Alternating between hot and cold therapy is a practice known as “contrast therapy,” and it can enhance circulation, reduce inflammation, and improve recovery after exercise [13]. This approach involves alternating between 1-3 minutes of cold therapy and 3-5 minutes of heat therapy for several cycles.

For example, you can start with a 2-minute ice bath followed by a 10-minute sauna session, then repeat this cycle 3-5 times. This can improve circulation, reduce muscle soreness, and promote relaxation.

However, it’s important to start with short exposures and gradually increase the duration over time, much like the recommendations outlined above.

Take Home Message

In conclusion, temperature therapy is a natural and effective way to improve physical and mental health.
Cold therapy can reduce inflammation, improve recovery, and boost immunity, while heat therapy can reduce stress, improve cardiovascular health, and promote relaxation. And combining them may be optimal for post exercise recovery.
By following safe and practical guidelines, you can incorporate thermotherapy into your routine and reap the rewards.

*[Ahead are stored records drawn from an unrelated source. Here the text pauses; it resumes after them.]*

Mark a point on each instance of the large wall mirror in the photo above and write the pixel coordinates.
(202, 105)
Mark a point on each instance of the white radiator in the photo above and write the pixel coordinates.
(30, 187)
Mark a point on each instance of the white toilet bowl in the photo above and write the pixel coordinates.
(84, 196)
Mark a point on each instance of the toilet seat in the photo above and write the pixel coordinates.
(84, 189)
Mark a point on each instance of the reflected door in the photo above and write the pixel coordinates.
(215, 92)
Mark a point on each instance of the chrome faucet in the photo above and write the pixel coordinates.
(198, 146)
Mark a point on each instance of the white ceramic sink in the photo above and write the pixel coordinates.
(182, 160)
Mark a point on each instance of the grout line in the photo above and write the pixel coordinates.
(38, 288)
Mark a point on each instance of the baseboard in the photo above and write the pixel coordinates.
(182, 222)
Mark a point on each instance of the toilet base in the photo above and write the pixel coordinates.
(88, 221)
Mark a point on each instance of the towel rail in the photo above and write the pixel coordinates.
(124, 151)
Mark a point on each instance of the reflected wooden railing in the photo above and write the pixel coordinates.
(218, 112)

Zwaag, Jelle, et al. “The effects of cold exposure training and a breathing exercise on the inflammatory response in humans: A pilot study.” Psychosomatic Medicine 84.4 (2022): 457.
Moore, Emma, et al. “Impact of cold-water immersion compared with passive recovery following a single bout of strenuous exercise on athletic performance in physically active participants: a systematic review with meta-analysis and meta-regression.” Sports Medicine 52.7 (2022): 1667-1688.
Buijze, Geert A., et al. “The effect of cold showering on health and work: a randomized controlled trial.” PloS one 11.9 (2016): e0161749.
Rymaszewska, Joanna, David Ramsey, and Sylwia Chładzińska-Kiejna. “Whole-body cryotherapy as adjunct treatment of depressive and anxiety disorders.” Archivum immunologiae et therapiae experimentalis 56 (2008): 63-68.
Qu, Chaoyi, et al. “Cryotherapy on Subjective Sleep Quality, Muscle, and Inflammatory Response in Chinese Middle-and Long-Distance Runners After Muscle Damage.” Journal of Strength and Conditioning Research 36.10 (2022): 2883-2890.
Peres Valgas da Silva, Carmem, et al. “Cold and exercise: therapeutic tools to activate brown adipose tissue and combat obesity.” Biology 8.1 (2019): 9.
Ivanova, Yoanna M., and Denis P. Blondin. “Examining the benefits of cold exposure as a therapeutic strategy for obesity and type 2 diabetes.” Journal of Applied Physiology 130.5 (2021): 1448-1459.
Roberts, Llion A., et al. “Post‐exercise cold water immersion attenuates acute anabolic signalling and long‐term adaptations in muscle to strength training.” The Journal of physiology 593.18 (2015): 4285-4301.
Laukkanen, Tanjaniina, Jari A. Laukkanen, and Setor K. Kunutsor. “Sauna bathing and risk of psychotic disorders: a prospective cohort study.” Medical Principles and Practice 27.6 (2019): 562-569.
Henderson, Kaemmer N., et al. “The cardiometabolic health benefits of sauna exposure in individuals with high-stress occupations. A mechanistic review.” International journal of environmental research and public health 18.3 (2021): 1105.
Patrick, Rhonda P., and Teresa L. Johnson. “Sauna use as a lifestyle practice to extend healthspan.” Experimental gerontology 154 (2021): 111509.
Laukkanen, Tanjaniina, et al. “Sauna bathing is associated with reduced cardiovascular mortality and improves risk prediction in men and women: a prospective cohort study.” BMC medicine 16.1 (2018): 1-14.
Bieuzen, Francois, Chris M. Bleakley, and Joseph Thomas Costello. “Contrast water therapy and exercise induced muscle damage: a systematic review and meta-analysis.” PloS one 8.4 (2013): e62356.